According to data from the Central Bank of Egypt’s (CBE) BOP report released on Wednesday, the current account deficit narrowed by 45.2 percent year on year during the first quarter of FY 2025/2026—covering July to September 2025—to around $3.2 billion, compared with $5.9 billion in the same period of FY 2024/2025.
This improvement was driven by a 28.4 percent increase in net current transfers, which reached around $10.7 billion, as well as a 23.4 percent rise in the services surplus to $5 billion.
Remittances, tourism, and Suez Canal revenues remain among Egypt’s largest and most stable sources of foreign currency, supporting foreign reserves and easing pressure on the BOP.
Remittances from Egyptians working abroad continued their upward trajectory, rising by 29.8 percent to around $10.8 billion, compared with $8.3 billion during the same period a year earlier.
Consequently, Remittance inflows increased by 42.8 percent year-on-year in the first ten months of 2025, reaching $33.9 billion. This followed a series of corrective measures introduced by the CBE in March 2024, including a sharp devaluation of the local currency and a six-percentage-point interest rate hike, which narrowed gaps in the domestic hard-currency market and improved formal remittance inflows.
Tourism revenues rose by 13.8 percent to around $5.5 billion. Egypt welcomed nearly 19 million tourists in 2025, marking a 21 percent increase compared to 2024. The country is targeting 30 million tourists in the coming years and has launched new incentives and policies to boost investment across several sectors, including tourism. The cabinet also eased visa requirements last month to support the sector.

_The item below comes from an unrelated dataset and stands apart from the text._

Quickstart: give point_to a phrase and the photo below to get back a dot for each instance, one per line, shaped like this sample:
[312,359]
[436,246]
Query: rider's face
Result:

Suez Canal transit fees increased by 12.4 percent to $10.5 billion, compared with $9.3 billion in the previous fiscal year, supported by an 8.6 percent rise in net tonnage to 1.381 billion tons. The number of transiting vessels edged up by 2.5 percent to around 3,000, as shipping lines gradually returned to the area after avoiding it in 2023 due to Israel’s war on Gaza and Houthi attacks on commercial vessels in the Red Sea and Bab Al-Mandeb Strait.
The canal saw a relative improvement in traffic during 2025, particularly in the second half of the year, marking the beginning of a partial recovery in navigation activity, with conditions expected to improve further in the second half of 2026.
In contrast, several factors limited further improvement in the current account balance. The petroleum trade deficit rose by 22.3 percent, or $946.6 million, to around $5.2 billion, compared with $4.2 billion a year earlier. This increase was driven by higher petroleum imports, which reached $6.4 billion, including around $1.1 billion in natural gas and $3.42 billion in crude oil.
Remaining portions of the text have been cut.